For the last few months, I have been working on something new - building code generating LLM agents that actually work and produce high fidelity results.

The space is probably in peak of its hype curve and it seems like many teams have lost focus on what really matters, the engineering part. There’s just too many GPT wrappers with nice interfaces posting too good to be true demos and raising large rounds.

As a result, the overinflated valuations with low returns have created a general scepticism amongst investors and customers. VCs are cooling down as they don’t get the ROI they have been sold on. The users are sceptical that LLM apps can actually bring the expected value which makes it harder to sell for others.

But hey, no one cares. And fortunately, there’s a cure. It’s called engineering over AI.

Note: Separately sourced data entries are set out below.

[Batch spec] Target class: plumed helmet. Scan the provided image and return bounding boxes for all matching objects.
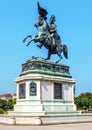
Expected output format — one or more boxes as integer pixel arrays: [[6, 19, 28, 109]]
[[50, 15, 56, 21]]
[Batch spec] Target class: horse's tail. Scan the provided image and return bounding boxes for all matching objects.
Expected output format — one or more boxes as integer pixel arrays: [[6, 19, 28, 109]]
[[63, 44, 68, 59]]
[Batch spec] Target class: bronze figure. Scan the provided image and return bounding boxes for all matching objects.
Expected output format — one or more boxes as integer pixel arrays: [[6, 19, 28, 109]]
[[23, 2, 68, 63]]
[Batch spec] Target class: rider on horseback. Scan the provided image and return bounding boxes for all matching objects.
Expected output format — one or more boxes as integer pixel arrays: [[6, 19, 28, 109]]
[[48, 15, 62, 49]]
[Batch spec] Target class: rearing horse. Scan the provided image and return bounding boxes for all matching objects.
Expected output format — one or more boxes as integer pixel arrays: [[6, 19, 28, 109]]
[[23, 16, 68, 63]]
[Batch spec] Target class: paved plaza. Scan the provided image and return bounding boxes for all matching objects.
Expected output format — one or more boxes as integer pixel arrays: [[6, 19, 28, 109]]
[[0, 123, 92, 130]]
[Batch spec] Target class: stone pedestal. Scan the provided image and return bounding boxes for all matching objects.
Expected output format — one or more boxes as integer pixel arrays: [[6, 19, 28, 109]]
[[12, 57, 76, 116]]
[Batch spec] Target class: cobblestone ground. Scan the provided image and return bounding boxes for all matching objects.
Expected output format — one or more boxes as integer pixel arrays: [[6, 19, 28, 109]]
[[0, 123, 92, 130]]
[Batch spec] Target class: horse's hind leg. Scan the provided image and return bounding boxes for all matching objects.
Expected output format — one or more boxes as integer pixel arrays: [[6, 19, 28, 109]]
[[45, 51, 51, 61], [56, 53, 62, 63]]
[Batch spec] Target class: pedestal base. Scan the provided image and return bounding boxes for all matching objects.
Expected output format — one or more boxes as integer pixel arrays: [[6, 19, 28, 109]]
[[10, 58, 78, 125], [10, 99, 77, 116]]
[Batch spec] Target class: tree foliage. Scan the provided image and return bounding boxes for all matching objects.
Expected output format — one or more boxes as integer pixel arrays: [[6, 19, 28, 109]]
[[75, 92, 92, 110], [0, 99, 7, 110], [0, 108, 4, 114], [0, 98, 16, 112]]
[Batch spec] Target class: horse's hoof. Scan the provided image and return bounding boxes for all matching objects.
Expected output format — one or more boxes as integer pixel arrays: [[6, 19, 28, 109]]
[[45, 58, 50, 61], [26, 43, 29, 46], [56, 61, 58, 64]]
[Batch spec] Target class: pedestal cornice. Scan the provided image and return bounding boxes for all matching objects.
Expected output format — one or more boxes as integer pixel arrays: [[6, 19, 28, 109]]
[[20, 57, 72, 79]]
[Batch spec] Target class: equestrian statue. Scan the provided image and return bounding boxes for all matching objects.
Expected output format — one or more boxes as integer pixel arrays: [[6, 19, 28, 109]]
[[23, 2, 68, 63]]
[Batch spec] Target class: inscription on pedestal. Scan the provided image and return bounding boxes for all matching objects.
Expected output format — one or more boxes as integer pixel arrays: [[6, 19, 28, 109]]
[[30, 82, 37, 96], [54, 83, 62, 99], [19, 83, 26, 99]]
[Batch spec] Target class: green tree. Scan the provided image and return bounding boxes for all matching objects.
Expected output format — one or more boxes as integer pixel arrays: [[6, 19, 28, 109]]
[[12, 98, 16, 107], [5, 100, 13, 110], [75, 92, 92, 111], [0, 99, 7, 110], [5, 98, 16, 111], [0, 98, 16, 112], [0, 108, 4, 114]]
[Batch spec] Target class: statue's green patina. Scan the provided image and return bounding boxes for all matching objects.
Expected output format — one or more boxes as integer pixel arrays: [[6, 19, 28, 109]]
[[23, 2, 68, 63], [20, 57, 71, 78]]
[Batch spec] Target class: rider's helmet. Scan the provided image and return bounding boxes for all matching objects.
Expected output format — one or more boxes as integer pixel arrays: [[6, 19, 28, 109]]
[[50, 15, 56, 23]]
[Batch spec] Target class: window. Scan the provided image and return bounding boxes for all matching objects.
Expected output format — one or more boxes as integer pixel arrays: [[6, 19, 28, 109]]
[[54, 83, 62, 99], [19, 83, 26, 99], [30, 82, 37, 96]]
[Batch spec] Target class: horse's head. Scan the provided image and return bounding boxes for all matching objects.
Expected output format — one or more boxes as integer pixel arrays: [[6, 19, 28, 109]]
[[34, 16, 45, 28]]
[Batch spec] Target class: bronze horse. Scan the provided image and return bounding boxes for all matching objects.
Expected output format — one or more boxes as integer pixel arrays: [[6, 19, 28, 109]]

Engineering over AI is everything but optimizing prompts and orchestrating agents. Engineering over AI is solving real engineering problems and using AI as the enabling layer on top of a solid technical foundation.

Generating code

In the space of code generation agents, we have decided to take a step back and solve the context part first instead of focusing on agents.

llm-flow

Why? It’s necessary if you care about building anything remotely functional. It turns out, generating good code is not difficult given the model has the right context. But there’s a slight problem with today’s default approach. It relies on embeddings as the context layer.

Embeddings offer great semantic understanding. However, codebases are of a structural nature. Primarily on 2 levels. The file level and the logic level.

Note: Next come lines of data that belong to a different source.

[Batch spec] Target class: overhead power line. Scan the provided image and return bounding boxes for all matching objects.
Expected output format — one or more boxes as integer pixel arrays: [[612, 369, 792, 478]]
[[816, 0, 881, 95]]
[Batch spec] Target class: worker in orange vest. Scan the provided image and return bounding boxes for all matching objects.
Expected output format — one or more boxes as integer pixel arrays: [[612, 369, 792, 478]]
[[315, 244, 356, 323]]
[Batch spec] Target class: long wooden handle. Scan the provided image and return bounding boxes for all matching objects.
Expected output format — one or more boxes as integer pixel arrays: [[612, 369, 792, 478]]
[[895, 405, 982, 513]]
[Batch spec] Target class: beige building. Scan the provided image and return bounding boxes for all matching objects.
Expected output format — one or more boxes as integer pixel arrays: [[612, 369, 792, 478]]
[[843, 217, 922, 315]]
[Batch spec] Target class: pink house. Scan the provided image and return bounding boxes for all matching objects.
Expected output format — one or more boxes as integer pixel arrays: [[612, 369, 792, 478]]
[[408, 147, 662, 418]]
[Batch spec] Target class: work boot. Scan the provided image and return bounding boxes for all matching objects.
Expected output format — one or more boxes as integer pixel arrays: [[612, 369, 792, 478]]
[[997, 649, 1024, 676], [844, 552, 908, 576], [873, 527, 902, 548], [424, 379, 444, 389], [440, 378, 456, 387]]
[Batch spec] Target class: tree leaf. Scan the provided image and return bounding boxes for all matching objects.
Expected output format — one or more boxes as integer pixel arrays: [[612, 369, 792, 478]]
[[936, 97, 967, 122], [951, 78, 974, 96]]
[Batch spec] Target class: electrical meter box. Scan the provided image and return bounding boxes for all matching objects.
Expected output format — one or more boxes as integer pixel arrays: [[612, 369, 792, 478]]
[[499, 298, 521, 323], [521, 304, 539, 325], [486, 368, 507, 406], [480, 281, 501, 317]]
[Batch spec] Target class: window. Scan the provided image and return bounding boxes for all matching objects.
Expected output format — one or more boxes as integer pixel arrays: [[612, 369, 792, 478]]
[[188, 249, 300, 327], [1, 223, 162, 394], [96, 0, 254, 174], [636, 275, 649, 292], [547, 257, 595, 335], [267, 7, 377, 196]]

Files are organized in a hierarchy representing high-level relationships. On the other hand the logic level is defined by functions, classes, methods, and variables which represent chunks of low-level logic which the code performs. Embeddings do not understand this.

This is also the reason why the higher context window doesn’t matter. Even if you could feed your whole codebase into an LLM, you’d still face the same problem of missing the structural relationships of the codebase.

Understanding code is the enabling layer for code generation applications. It’s the main problem. It’s engineering over AI.